El mercado inmobiliario de Aragón y las hipotecas para jóvenes

El mercado inmobiliario en Aragón crece, pero el acceso a la vivienda sigue siendo un reto para el público joven. Descubre las claves sobre hipotecas, ayudas y planes públicos para facilitar la emancipación

El mercado de la vivienda en Aragón ha vivido en 2024 uno de sus mejores años desde la crisis de 2008, con un crecimiento sostenido en las operaciones de compraventa y un aumento significativo de la promoción de obra nueva. Así lo constata el último informe elaborado por la Cátedra en Mercado Inmobiliario de la Universidad de Zaragoza, en colaboración con el Colegio Oficial de Arquitectos de Aragón.
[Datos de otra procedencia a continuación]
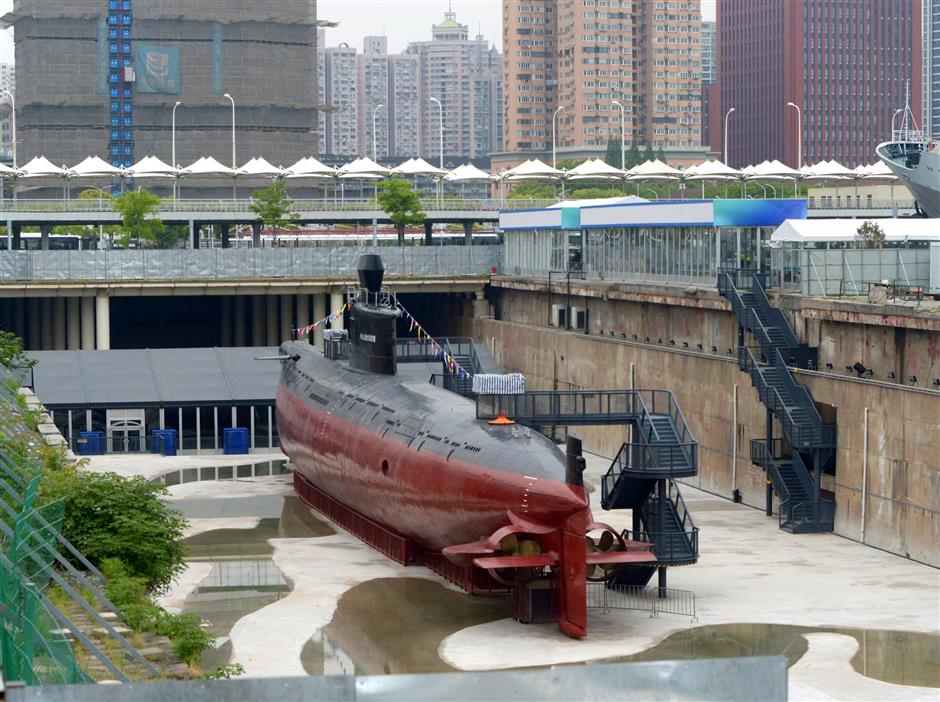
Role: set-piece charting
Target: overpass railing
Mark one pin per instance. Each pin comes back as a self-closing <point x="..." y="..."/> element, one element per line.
<point x="229" y="264"/>
<point x="223" y="205"/>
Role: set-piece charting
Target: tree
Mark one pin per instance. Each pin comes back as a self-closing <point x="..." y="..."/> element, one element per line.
<point x="401" y="203"/>
<point x="634" y="157"/>
<point x="138" y="214"/>
<point x="11" y="352"/>
<point x="870" y="235"/>
<point x="613" y="153"/>
<point x="109" y="516"/>
<point x="273" y="207"/>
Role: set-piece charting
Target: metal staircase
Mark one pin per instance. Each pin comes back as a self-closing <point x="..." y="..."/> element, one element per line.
<point x="642" y="475"/>
<point x="795" y="462"/>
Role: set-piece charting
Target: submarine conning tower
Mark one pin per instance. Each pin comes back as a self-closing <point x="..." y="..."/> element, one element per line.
<point x="373" y="316"/>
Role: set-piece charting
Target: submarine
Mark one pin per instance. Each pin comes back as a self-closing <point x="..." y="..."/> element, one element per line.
<point x="413" y="458"/>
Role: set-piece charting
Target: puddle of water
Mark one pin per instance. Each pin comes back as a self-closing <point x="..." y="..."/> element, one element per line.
<point x="395" y="626"/>
<point x="243" y="578"/>
<point x="898" y="657"/>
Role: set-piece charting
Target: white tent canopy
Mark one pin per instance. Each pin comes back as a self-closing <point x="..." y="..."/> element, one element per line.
<point x="152" y="167"/>
<point x="653" y="170"/>
<point x="419" y="167"/>
<point x="533" y="169"/>
<point x="41" y="167"/>
<point x="711" y="170"/>
<point x="466" y="173"/>
<point x="823" y="230"/>
<point x="595" y="169"/>
<point x="206" y="166"/>
<point x="363" y="168"/>
<point x="95" y="167"/>
<point x="310" y="167"/>
<point x="258" y="167"/>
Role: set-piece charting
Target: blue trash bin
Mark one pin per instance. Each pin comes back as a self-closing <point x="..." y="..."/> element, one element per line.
<point x="91" y="443"/>
<point x="169" y="442"/>
<point x="234" y="441"/>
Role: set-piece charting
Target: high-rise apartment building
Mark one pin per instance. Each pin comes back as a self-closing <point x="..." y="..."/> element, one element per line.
<point x="389" y="81"/>
<point x="102" y="77"/>
<point x="845" y="63"/>
<point x="464" y="75"/>
<point x="7" y="84"/>
<point x="577" y="57"/>
<point x="932" y="67"/>
<point x="341" y="93"/>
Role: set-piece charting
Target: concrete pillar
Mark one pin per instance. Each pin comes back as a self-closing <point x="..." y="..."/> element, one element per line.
<point x="303" y="311"/>
<point x="45" y="322"/>
<point x="73" y="319"/>
<point x="270" y="318"/>
<point x="240" y="321"/>
<point x="287" y="316"/>
<point x="319" y="312"/>
<point x="336" y="301"/>
<point x="33" y="318"/>
<point x="58" y="323"/>
<point x="102" y="322"/>
<point x="88" y="324"/>
<point x="225" y="321"/>
<point x="257" y="320"/>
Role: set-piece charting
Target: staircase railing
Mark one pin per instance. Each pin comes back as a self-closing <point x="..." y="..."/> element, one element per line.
<point x="802" y="435"/>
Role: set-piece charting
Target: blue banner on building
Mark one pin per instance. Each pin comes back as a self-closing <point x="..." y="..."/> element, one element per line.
<point x="158" y="69"/>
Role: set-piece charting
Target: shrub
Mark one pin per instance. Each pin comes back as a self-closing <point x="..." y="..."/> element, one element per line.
<point x="108" y="516"/>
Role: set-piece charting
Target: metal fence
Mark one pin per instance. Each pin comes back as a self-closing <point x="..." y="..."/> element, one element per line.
<point x="824" y="272"/>
<point x="652" y="599"/>
<point x="222" y="264"/>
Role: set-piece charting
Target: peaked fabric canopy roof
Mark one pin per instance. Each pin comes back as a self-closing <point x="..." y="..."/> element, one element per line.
<point x="533" y="169"/>
<point x="41" y="167"/>
<point x="465" y="173"/>
<point x="95" y="167"/>
<point x="419" y="167"/>
<point x="152" y="167"/>
<point x="207" y="166"/>
<point x="595" y="169"/>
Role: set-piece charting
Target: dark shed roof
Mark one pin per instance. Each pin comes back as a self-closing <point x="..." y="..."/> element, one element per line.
<point x="154" y="377"/>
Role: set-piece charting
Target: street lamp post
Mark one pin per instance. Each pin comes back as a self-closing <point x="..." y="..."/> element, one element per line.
<point x="375" y="156"/>
<point x="560" y="108"/>
<point x="234" y="161"/>
<point x="623" y="137"/>
<point x="799" y="134"/>
<point x="727" y="115"/>
<point x="440" y="181"/>
<point x="173" y="154"/>
<point x="9" y="95"/>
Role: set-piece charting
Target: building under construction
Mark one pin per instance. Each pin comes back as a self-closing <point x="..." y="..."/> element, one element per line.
<point x="102" y="77"/>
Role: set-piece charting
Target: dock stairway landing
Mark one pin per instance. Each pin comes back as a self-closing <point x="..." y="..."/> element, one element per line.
<point x="642" y="476"/>
<point x="794" y="474"/>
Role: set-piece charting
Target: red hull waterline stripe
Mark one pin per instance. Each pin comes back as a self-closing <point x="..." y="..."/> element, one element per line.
<point x="395" y="546"/>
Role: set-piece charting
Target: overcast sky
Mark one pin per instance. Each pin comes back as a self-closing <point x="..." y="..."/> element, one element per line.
<point x="402" y="21"/>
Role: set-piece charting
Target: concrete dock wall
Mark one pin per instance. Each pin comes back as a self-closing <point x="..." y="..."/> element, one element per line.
<point x="902" y="513"/>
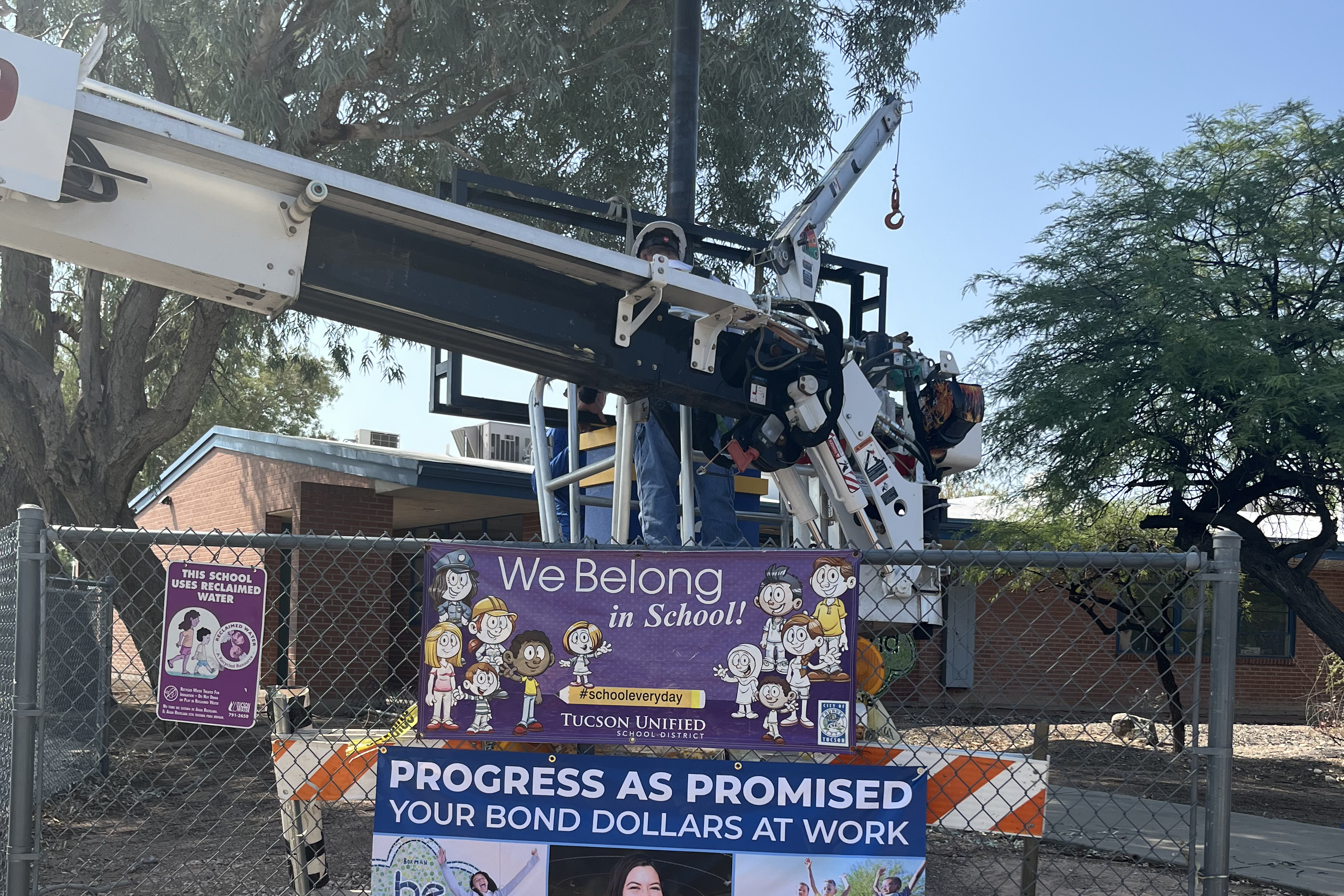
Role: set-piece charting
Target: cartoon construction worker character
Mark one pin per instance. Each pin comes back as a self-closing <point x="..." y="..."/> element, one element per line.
<point x="831" y="578"/>
<point x="744" y="668"/>
<point x="780" y="597"/>
<point x="775" y="695"/>
<point x="455" y="586"/>
<point x="483" y="683"/>
<point x="584" y="643"/>
<point x="801" y="639"/>
<point x="492" y="625"/>
<point x="527" y="657"/>
<point x="443" y="656"/>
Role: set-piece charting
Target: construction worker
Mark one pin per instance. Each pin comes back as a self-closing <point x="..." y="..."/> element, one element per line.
<point x="591" y="401"/>
<point x="656" y="465"/>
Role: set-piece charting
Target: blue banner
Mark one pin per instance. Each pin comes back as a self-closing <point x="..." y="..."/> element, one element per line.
<point x="537" y="824"/>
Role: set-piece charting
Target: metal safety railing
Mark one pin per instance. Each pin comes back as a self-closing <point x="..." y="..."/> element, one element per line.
<point x="1018" y="667"/>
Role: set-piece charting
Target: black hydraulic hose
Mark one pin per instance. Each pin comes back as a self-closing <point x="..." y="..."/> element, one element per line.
<point x="832" y="344"/>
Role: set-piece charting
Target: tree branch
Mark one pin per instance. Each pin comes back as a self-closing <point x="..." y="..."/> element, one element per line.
<point x="91" y="343"/>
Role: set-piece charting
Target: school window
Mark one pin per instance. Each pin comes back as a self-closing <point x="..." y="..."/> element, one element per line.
<point x="1265" y="629"/>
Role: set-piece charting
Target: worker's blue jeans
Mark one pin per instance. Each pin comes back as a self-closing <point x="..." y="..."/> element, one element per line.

Según los datos presentados por el director de la Cátedra, Luis Fabra, se registraron 16.434 operaciones de compraventa, lo que supone un repunte del 8,8 % respecto al año anterior. Es la segunda mejor cifra desde 2007 y marca un punto de inflexión para el sector en la comunidad autónoma.

En paralelo, la promoción de obra nueva se ha reactivado, con 3.139 viviendas finalizadas en 2024, la cifra más alta desde el inicio de la pandemia. Este auge refleja tanto el apetito de los compradores como la voluntad de los promotores por retomar proyectos pospuestos durante años de incertidumbre.

El crecimiento no ha sido solo cuantitativo: los precios también han seguido una trayectoria ascendente, con un aumento medio interanual del 8,6 %, concentrado en el mercado de segunda mano, que representa cerca del 80% de las transacciones.

Un mercado sólido, pero poco accesible para los jóvenes

A pesar del dinamismo del sector, el acceso a la vivienda sigue siendo una barrera especialmente dura para los jóvenes aragoneses. Se estima que unas 47.000 personas en edad de emanciparse tienen serias dificultades para acceder a una vivienda, ya sea en propiedad o en alquiler. El acceso a hipotecas para jóvenes y otros incentivos financieros es clave en el mercado inmobiliario de Aragón. 

El Gobierno de Aragón ha identificado este fenómeno como una emergencia social y ha puesto en marcha un ambicioso plan de vivienda dotado con 400 millones de euros, con un horizonte de seis años. Entre las medidas impulsadas se incluye el incremento de la oferta pública y protegida, la activación de visados de Vivienda de Protección Autonómica (VPA), así como líneas de alquiler público a precios inferiores al mercado y proyectos de reconversión de locales vacíos en viviendas accesibles.

El consejero de Fomento, Vivienda, Logística y Cohesión Territorial, Octavio López, ha destacado que el 80 % de las nuevas viviendas impulsadas por este plan estarán reservadas a jóvenes entre 18 y 39 años, con el objetivo de favorecer la emancipación sin comprometer la estabilidad financiera de las nuevas generaciones.

Hipotecas y esfuerzo financiero: el talón de Aquiles de la emancipación

En 2024, el 60,39 % de las operaciones de compraventa en Aragón se financió mediante hipotecas, una ligera subida frente al 58,15 % registrado en el tercer trimestre del año. En total, se formalizaron 9.924 préstamos hipotecarios, lo que supone un crecimiento del 3,6 % respecto a 2023. 

A esto se añade la posibilidad de contar con el llamado aval ICO para primera vivienda, un instrumento financiero que permite acceder a una financiación del 100 % a menores de 35 años para adquirir una vivienda habitual.

Sin embargo, el esfuerzo económico que implica acceder a una hipoteca sigue siendo elevado para los jóvenes. Un comprador joven necesita, de media, 3,4 años de salario para afrontar la entrada de una vivienda. Además, las cuotas hipotecarias absorben el 55 % del sueldo mensual, mientras que el alquiler representa hasta el 72 % de los ingresos, según un informe del consejo autonómico.

Este nivel de presión financiera, no solo retrasa la emancipación, sino que dificulta la atracción de profesionales esenciales en zonas rurales, como Teruel o el Pirineo aragonés, donde el encarecimiento del alquiler se ha convertido en un obstáculo para cubrir plazas en sectores clave como la sanidad o la educación.

Ante esta situación, la Administración autonómica estudia declarar determinadas áreas como "zonas tensionadas" para aplicar topes al precio del alquiler, y trabaja para reforzar las hipotecas adaptadas a jóvenes, con condiciones más flexibles, periodos de carencia y menor exigencia de entrada.

Hacia un modelo más inclusivo

El informe de la Universidad de Zaragoza pone en valor el buen momento del mercado, pero también alerta de la necesidad de construir un modelo más accesible, inclusivo y sostenible. Los incentivos públicos, la colaboración con el sector financiero y las políticas activas de vivienda son, a juicio de los expertos, elementos clave para garantizar que la recuperación inmobiliaria no deje atrás a toda una generación.